Talk:Knuth's algorithm S

From Rosetta Code

Names

Are the names all that important for this task? The Tcl implementation uses different names rather than s_of_n_creator and s_of_n for purely syntactic reasons, yet it is clearly the same algorithm, same behavior. I suppose I could dress the stuff up with aliases so that it appears to have those names, but they'd not add anything (and might slow things down). –Donal Fellows 06:01, 22 October 2011 (UTC)

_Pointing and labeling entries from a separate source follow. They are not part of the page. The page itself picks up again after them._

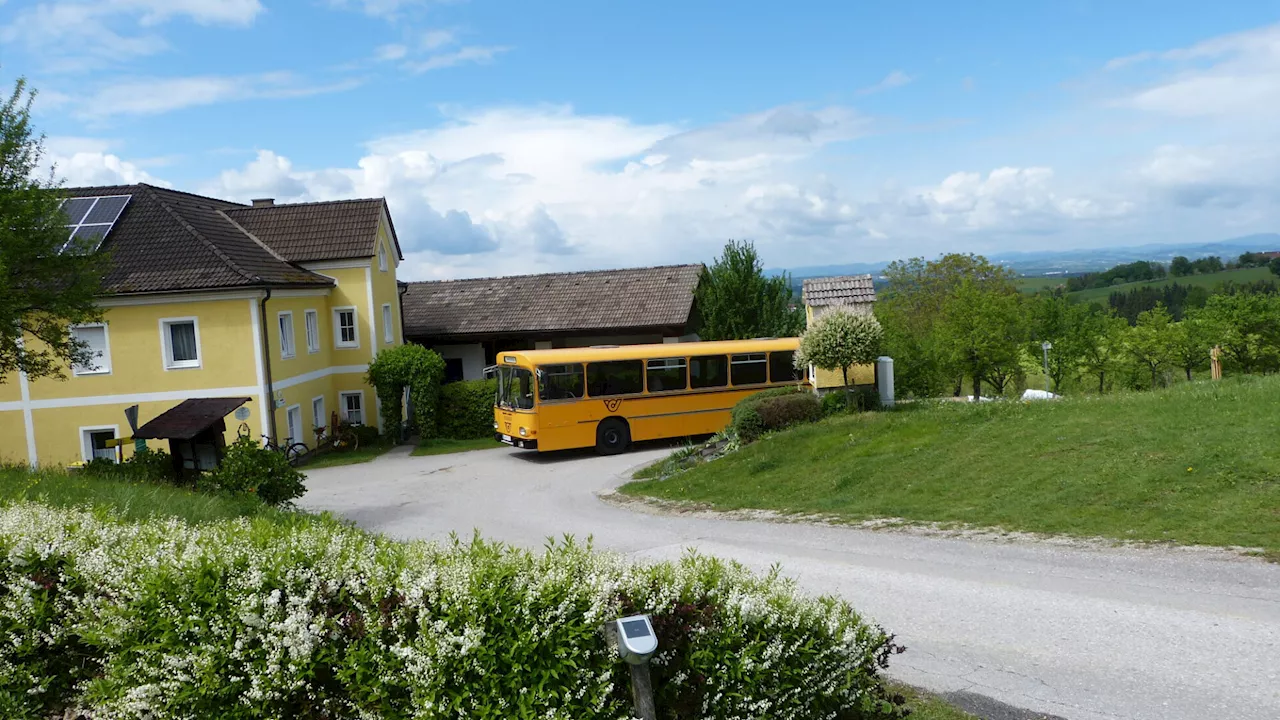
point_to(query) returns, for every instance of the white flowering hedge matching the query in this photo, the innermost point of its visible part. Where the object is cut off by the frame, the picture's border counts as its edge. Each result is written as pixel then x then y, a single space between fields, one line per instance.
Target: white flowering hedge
pixel 314 619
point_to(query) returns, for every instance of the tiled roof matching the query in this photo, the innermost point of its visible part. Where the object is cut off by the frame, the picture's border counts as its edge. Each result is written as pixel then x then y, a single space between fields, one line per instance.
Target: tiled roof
pixel 848 290
pixel 190 418
pixel 595 300
pixel 307 232
pixel 173 241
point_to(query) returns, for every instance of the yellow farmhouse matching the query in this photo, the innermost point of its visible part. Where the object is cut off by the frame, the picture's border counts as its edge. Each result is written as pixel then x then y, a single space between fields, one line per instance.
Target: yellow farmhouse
pixel 855 294
pixel 282 304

The task description is questionable. "Return a funciton" is not necessarily desirable or even possible for some languages, not to mention fixed function names. A names like "s_of_n" isn't all that descriptive to start with, and is patentedly against naming conventions in different languages, I don't see the point of sticking with them. --Ledrug 03:01, 12 November 2011 (UTC)

Algorithm R?

"Algorithm S" in Knuth, Vol 2, 3.4.2 is the one with a known number of records. I think it is "Algorithm R" (Reservoir sampling) what we need here. -Abu 12:10, 27 October 2011 (UTC)

Algorithm R has a second pass -- it's not a crucial distinction, though. Mathematically this task, R and S are all the same thing anyway, but maybe R is a better fit. --Ledrug 12:27, 27 October 2011 (UTC)

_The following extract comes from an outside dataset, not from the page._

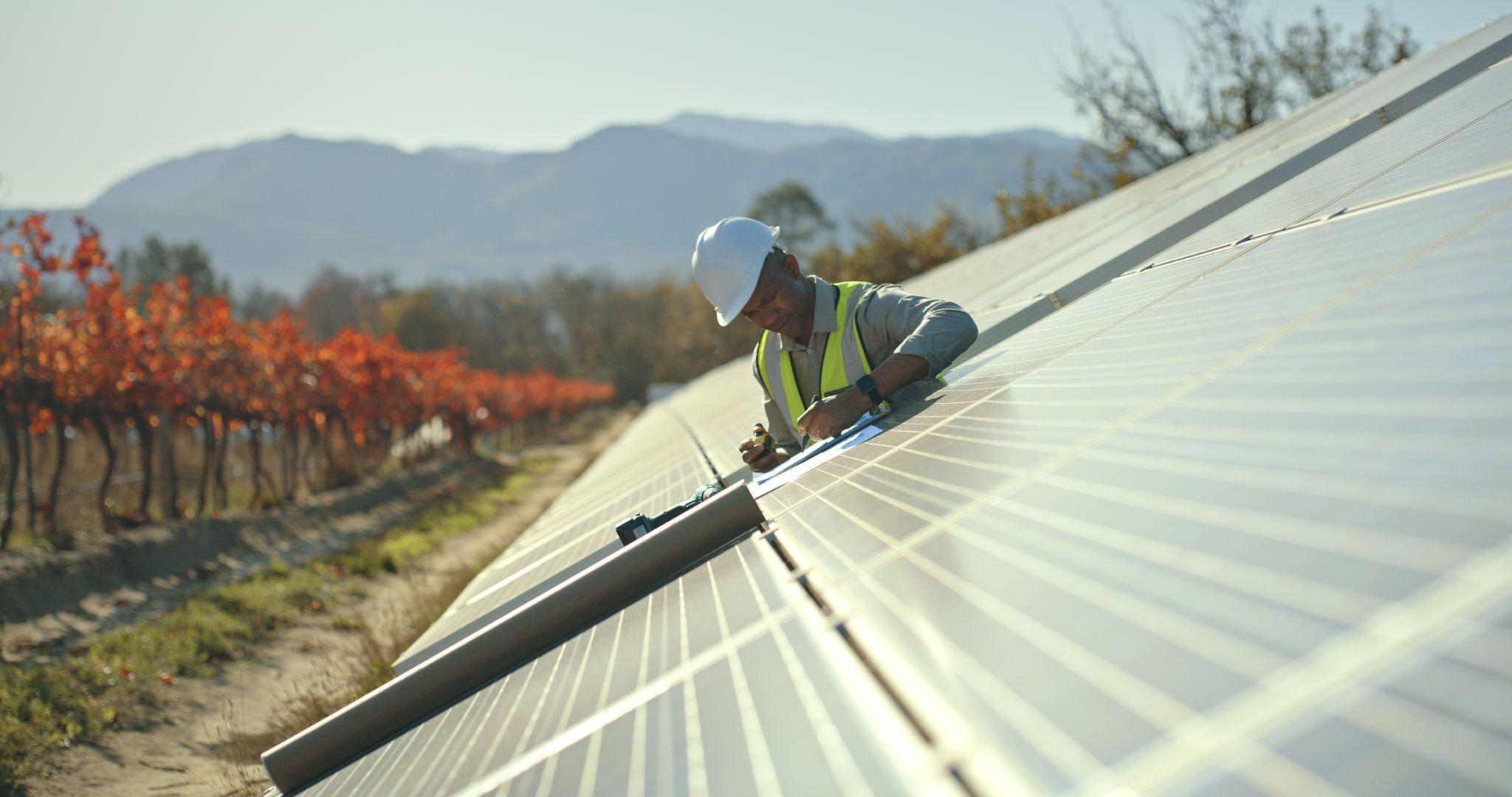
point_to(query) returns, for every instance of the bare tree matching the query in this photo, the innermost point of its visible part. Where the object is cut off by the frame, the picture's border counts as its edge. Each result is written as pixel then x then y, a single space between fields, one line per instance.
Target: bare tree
pixel 1240 75
pixel 793 207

BBC BASIC and 100,000 Functions kept around

Hi RichardRussell, I read your comment:

"At each of the 100000 repetitions not only is a new function created but also new copies of its PRIVATE variables index% and samples%(). Creating such a large number of variables at run-time impacts adversely on execution speed and isn't to be recommended, other than to meet the artificial requirements of the task."

I took a look at your example and it seems that function FNs_of_n_creator calculates and keeps each random sample from ten and you keep 100000 of them around before extracting their data for binning.

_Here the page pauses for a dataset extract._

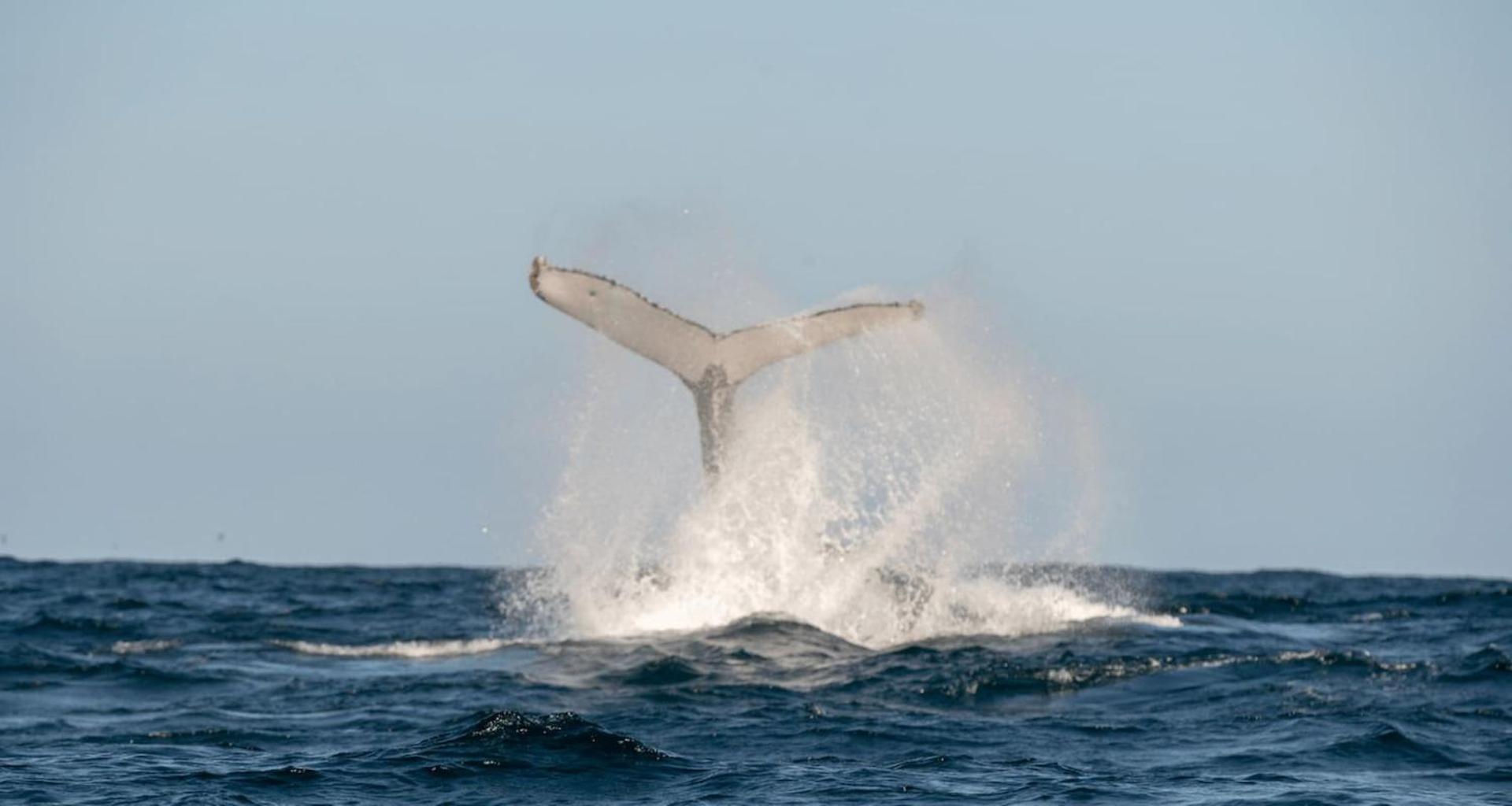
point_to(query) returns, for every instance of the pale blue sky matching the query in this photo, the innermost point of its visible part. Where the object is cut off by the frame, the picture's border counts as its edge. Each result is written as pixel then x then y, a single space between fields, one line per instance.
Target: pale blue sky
pixel 262 264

The Python example, (amongst others e.g. Ada), bin results as they go along and so don't have to keep so many functions around - maybe the BBC basic example could follow a similar scheme?

The task tries to:

  1. Introduce what could be a new algorithm to implementers
  2. Quickly show that the routine can generate a non-biased sample (without using too much stats).

It could well be thought of as artificial, but I hope I've explained the purpose. --Paddy3118 07:45, 5 November 2012 (UTC)